HD 27322

Observation data Epoch J2000.0 Equinox J2000.0 (ICRS)
- Constellation: Camelopardalis
- Right ascension: 04^{h} 21^{m} 51.80623^{s}
- Declination: +56° 30′ 22.7351″
- Apparent magnitude (V): 5.92±0.01

Characteristics
- Evolutionary stage: main sequence
- Spectral type: A3 V or A2 IV-V
- U−B color index: +0.08
- B−V color index: +0.11

Astrometry
- Radial velocity (R_{v}): −13±5 km/s
- Proper motion (μ): RA: −14.793 mas/yr Dec.: +7.466 mas/yr
- Parallax (π): 10.4168±0.0907 mas
- Distance: 313 ± 3 ly (96.0 ± 0.8 pc)
- Absolute magnitude (M_{V}): +0.98

Details

A
- Mass: 1.9±0.1 M_{☉}
- Radius: 2.64^{+0.11} _{−0.10} R_{☉}
- Luminosity: 54.7^{+1.0} _{−0.9} L_{☉}
- Surface gravity (log g): 3.88±0.14 cgs
- Temperature: 8,414^{+176} _{−173} K
- Metallicity [Fe/H]: −0.25 dex
- Rotational velocity (v sin i): 130±8 km/s
- Age: 640 Myr

B
- Mass: 1.30±0.04 M_{☉}
- Temperature: 6,492±109 K
- Metallicity [Fe/H]: −0.50 dex
- Rotational velocity (v sin i): 20 km/s
- Other designations: AG+56°463, BD+56°509, GC 5253, HD 27322, HIP 20380, HR 1342, SAO 24563

Database references
- SIMBAD: data

= HD 27322 =

A-type dwarf; Camelopardalis

HD 27322, also known as HR 1342, is a binary star located in the northern circumpolar constellation Camelopardalis. The visible component is faintly visible to the naked eye as a white-hued point of light with an apparent magnitude of 5.92. The object is located relatively close at a distance of 313 light-years based on Gaia DR3 parallax measurements, and it is drifting closer with a heliocentric radial velocity of approximately −13 km/s. At its current distance, HD 27322's brightness is diminished by 0.24 magnitudes due to interstellar extinction and it has an absolute magnitude of +0.98.

HD 27322 A has a stellar classification of A3 V, indicating that it is an ordinary A-type main-sequence star that is generating energy via hydrogen fusion at its core. Abt & Morell (1995) gave a hotter and slightly more evolved classification of A2 IV-V, indicating that it is an A-type star with a luminosity class intermediate between a main sequence star and a subgiant. At the age of 640 million years, HD 27322 A has completed 79.5% of its main sequence lifetime. It has 1.9 times the mass of the Sun and 2.64 times the radius of the Sun. It radiates 54.7 times the luminosity of the Sun from its photosphere at an effective temperature of 8414 K. HD 27322 A is metal deficient with an iron abundance 56% that of the Sun's ([Fe/H] = −0.25) and it spins rapidly with a projected rotational velocity of 130 km/s.
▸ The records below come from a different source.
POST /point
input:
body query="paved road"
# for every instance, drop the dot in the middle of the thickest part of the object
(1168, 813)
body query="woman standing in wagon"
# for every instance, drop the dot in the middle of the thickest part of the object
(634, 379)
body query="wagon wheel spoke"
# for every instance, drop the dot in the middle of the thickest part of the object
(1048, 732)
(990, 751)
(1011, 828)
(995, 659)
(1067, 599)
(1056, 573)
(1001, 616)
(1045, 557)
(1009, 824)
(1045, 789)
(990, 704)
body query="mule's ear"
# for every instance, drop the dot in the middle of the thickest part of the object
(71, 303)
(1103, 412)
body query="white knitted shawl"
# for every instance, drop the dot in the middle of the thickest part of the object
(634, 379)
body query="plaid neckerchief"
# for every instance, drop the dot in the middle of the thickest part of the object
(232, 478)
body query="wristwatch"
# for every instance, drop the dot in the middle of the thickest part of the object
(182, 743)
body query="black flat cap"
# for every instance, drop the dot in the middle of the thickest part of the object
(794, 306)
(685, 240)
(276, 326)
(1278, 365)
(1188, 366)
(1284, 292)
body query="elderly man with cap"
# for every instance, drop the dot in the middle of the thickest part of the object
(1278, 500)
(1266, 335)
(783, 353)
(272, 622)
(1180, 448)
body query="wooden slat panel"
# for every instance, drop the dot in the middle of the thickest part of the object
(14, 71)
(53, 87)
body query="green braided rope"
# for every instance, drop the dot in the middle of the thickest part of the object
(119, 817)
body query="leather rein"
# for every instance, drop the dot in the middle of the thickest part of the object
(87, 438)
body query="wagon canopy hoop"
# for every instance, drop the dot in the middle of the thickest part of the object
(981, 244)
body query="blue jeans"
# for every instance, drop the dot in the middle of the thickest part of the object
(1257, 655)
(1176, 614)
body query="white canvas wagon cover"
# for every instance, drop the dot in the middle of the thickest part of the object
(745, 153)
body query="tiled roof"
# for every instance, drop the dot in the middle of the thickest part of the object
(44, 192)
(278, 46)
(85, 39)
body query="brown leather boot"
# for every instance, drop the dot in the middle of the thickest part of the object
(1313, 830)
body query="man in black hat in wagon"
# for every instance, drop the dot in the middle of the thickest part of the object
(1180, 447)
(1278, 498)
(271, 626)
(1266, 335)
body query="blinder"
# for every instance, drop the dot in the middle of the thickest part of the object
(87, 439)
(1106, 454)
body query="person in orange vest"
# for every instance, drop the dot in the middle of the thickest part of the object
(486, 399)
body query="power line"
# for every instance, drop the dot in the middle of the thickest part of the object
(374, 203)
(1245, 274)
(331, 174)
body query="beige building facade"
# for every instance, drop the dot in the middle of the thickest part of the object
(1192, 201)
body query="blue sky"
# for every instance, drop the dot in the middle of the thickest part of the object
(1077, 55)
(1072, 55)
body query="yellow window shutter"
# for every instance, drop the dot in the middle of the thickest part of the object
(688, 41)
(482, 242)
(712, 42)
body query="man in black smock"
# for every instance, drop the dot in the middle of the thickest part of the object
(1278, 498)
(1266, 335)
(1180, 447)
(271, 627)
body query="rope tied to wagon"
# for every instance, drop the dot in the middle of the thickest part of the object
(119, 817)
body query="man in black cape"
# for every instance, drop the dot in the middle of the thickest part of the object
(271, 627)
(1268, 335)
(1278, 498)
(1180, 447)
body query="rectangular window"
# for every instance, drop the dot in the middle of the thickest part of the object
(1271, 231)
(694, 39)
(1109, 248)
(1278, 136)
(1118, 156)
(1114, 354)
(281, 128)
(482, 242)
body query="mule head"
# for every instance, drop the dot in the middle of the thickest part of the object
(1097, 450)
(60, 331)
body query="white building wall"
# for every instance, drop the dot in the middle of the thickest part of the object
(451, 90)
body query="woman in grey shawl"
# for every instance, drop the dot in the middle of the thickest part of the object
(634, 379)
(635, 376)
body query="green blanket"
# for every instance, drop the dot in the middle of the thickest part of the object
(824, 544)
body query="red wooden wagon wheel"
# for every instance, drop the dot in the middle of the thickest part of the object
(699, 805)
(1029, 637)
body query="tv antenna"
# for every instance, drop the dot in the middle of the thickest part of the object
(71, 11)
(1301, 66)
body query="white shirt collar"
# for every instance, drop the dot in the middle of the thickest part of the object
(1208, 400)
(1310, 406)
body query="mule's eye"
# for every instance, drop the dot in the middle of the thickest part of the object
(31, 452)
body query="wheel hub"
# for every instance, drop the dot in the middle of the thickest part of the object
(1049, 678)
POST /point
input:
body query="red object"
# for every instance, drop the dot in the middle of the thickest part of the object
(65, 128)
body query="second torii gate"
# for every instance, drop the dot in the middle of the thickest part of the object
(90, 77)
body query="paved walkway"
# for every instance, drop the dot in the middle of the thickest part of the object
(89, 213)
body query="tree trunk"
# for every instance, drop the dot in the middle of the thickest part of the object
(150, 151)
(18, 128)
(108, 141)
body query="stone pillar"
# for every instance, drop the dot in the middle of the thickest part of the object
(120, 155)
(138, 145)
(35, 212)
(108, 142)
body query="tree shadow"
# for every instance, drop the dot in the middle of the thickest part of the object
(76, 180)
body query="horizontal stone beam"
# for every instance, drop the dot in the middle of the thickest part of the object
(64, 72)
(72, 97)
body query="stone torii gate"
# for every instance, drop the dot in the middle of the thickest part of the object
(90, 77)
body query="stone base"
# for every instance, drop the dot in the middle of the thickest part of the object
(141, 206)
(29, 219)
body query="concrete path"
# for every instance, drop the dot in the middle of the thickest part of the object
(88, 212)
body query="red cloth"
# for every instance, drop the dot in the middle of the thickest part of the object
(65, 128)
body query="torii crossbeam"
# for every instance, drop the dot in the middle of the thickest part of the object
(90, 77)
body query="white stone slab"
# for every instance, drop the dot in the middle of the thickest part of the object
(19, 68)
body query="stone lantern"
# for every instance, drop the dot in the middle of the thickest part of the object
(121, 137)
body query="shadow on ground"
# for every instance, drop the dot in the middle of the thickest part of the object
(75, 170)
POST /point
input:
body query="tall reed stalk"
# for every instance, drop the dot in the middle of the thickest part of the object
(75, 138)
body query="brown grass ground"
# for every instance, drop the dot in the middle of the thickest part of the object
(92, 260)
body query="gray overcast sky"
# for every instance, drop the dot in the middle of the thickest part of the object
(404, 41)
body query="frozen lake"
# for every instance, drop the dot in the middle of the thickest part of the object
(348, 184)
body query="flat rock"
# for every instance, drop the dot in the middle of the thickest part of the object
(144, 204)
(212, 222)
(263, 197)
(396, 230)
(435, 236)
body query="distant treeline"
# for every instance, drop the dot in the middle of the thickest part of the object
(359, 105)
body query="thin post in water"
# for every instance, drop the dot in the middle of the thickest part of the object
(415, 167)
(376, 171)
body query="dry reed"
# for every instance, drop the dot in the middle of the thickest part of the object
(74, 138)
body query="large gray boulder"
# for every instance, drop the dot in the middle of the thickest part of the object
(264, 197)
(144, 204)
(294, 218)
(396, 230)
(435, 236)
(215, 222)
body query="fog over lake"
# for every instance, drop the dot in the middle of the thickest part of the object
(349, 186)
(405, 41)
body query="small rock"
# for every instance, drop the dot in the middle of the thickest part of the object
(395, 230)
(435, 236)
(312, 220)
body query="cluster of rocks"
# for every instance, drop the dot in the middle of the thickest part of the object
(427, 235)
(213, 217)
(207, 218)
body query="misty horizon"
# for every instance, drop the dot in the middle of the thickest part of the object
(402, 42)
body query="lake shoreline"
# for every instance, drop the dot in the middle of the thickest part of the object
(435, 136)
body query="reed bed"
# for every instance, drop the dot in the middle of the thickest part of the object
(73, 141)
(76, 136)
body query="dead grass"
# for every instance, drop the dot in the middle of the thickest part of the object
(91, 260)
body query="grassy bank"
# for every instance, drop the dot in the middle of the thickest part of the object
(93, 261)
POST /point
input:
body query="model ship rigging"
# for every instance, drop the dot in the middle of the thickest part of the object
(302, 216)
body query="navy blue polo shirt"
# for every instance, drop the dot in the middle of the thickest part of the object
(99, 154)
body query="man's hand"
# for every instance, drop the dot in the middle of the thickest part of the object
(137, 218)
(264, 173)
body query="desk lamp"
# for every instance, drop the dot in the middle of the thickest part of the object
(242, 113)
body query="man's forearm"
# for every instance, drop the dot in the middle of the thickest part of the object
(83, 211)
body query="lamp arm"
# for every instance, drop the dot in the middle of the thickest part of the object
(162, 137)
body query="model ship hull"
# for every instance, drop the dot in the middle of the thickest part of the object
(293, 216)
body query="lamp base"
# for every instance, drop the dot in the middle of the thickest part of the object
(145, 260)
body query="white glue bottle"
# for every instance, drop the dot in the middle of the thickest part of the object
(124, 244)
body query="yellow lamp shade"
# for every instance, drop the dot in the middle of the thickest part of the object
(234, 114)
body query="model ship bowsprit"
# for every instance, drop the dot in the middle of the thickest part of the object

The object was generally classified as a solitary star. However, evidence of HD 27322 being a binary first arose when an X-ray emission with a luminosity of 3.22e20 W was detected around the star. A-type stars are expected to be X-ray quiet, so it might be coming from a hidden companion. A 2016 spectroscopic survey detected a companion around HD 27322. It has 1.3 times the mass of the Sun and it has an effective temperature of 6,492 K. HD 27322 B is metal deficient with a [Fe/H] of −0.5 and it spins modestly with a projected rotational velocity of 20 km/s.